The IMF said there is also an urgent need for reforms in the financial sector to address the high level of nonperforming loans (13 percent of GDP) and limited access to finance, which represents a major constraint in several regions across Tunisia and for some segments of the population. To help safeguard financial stability, the authorities are aiming to broaden and reinforce recent measures to strengthen banking supervision and improve banks’ solvency.
Laying the ground for comprehensive reforms
It recommended developing a new vision for the Tunisian economy and identifying priority reforms that could respond to the great hope brought about by the revolution for a better economic and social future, with opportunities for all, the report said. In particular, concrete solutions to the underdevelopment of the inner regions and to the high youth unemployment will be essential.
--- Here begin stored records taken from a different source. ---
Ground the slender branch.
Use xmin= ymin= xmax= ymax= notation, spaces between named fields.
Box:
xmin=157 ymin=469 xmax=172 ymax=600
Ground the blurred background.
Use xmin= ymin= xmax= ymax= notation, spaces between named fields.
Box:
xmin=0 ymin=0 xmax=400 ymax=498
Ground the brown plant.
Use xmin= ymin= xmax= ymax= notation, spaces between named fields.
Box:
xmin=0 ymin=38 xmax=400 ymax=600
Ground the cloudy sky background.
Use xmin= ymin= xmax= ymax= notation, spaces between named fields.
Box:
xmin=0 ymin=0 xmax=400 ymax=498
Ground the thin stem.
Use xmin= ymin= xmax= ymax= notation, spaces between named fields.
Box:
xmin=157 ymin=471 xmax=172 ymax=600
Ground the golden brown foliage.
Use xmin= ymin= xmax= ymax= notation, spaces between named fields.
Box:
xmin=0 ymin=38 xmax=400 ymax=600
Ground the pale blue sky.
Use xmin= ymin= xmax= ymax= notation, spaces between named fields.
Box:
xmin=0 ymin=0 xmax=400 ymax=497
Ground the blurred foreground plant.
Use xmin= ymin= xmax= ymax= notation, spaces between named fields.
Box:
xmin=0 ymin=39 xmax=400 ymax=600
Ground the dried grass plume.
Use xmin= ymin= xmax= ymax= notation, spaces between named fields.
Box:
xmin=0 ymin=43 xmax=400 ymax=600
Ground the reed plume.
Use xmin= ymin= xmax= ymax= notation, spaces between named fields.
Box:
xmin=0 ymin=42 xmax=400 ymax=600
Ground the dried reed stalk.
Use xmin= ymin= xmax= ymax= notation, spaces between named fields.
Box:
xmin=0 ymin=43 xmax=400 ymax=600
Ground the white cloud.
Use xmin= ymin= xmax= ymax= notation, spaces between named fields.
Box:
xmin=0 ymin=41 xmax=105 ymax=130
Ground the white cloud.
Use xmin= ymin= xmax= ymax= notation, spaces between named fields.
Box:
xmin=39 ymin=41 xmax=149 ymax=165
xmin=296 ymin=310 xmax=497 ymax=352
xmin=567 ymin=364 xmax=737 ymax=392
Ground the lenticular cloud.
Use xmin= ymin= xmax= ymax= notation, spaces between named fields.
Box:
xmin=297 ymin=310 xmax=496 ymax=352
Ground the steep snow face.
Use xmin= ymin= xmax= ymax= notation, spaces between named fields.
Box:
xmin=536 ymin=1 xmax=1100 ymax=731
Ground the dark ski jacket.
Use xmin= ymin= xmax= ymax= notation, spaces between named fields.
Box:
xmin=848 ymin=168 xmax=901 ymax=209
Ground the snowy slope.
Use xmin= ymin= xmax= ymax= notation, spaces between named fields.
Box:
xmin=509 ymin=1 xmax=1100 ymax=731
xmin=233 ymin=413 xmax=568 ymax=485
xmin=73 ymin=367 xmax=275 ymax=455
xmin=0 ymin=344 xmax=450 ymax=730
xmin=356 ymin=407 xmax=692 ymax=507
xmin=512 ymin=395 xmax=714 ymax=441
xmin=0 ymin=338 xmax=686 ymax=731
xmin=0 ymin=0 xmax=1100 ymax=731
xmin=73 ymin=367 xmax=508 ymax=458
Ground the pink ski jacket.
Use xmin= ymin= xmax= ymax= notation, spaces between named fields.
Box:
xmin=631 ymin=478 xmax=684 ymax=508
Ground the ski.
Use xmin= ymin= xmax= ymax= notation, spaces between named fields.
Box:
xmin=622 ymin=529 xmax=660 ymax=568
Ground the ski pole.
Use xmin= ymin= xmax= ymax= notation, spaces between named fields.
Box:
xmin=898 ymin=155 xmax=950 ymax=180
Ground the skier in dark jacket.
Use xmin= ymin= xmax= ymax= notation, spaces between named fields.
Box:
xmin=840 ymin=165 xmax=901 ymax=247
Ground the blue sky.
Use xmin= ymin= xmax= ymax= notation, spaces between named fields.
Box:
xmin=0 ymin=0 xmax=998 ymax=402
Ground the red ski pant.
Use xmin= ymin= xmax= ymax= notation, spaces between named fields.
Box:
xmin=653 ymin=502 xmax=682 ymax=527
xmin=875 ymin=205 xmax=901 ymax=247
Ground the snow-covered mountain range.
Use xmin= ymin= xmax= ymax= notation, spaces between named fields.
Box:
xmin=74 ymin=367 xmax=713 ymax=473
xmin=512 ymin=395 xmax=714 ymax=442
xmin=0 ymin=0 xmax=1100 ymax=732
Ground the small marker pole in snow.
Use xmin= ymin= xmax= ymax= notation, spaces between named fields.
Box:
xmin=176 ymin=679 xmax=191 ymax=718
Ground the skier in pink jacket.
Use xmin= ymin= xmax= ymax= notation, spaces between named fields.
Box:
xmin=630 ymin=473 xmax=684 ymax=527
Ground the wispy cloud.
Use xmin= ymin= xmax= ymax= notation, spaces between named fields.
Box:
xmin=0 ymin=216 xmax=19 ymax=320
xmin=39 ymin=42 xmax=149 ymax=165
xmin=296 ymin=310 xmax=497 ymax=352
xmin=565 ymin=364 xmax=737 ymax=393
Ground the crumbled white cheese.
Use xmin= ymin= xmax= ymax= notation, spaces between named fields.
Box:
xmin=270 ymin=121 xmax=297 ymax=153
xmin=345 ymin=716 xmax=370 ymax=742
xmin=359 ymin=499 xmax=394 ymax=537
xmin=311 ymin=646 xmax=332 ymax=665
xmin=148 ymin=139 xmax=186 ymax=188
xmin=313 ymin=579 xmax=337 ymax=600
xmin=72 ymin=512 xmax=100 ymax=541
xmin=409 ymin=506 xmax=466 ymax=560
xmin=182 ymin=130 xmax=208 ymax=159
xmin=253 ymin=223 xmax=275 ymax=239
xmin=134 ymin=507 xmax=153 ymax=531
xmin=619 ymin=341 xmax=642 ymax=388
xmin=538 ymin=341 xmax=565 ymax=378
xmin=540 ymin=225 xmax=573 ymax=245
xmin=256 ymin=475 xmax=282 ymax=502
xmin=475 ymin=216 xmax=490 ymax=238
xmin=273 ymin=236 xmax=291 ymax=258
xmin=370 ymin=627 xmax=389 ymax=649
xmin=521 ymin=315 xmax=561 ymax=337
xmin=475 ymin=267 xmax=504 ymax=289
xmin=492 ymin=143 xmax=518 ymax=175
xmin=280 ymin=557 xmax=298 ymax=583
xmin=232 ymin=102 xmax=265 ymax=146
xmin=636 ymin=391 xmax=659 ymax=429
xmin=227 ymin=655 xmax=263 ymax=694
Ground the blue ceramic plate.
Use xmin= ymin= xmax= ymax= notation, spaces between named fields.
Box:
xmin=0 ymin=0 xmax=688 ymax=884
Tunisia’s medium-term economic growth potential remains very favorable, but unleashing it requires continued macroeconomic stability coupled with comprehensive structural reforms to foster private sector investment, added the IMF, recommending the following reforms:
– Improvement in governance and the business environment;
– Reforms of the labor market and education system to address the labor skills mismatches; and
– Strengthening of the financial sector.
Achieving higher growth will also require that large external financing, including foreign direct investment inflows and borrowing by the government and corporate sectors can be mobilized, indicated the IMF.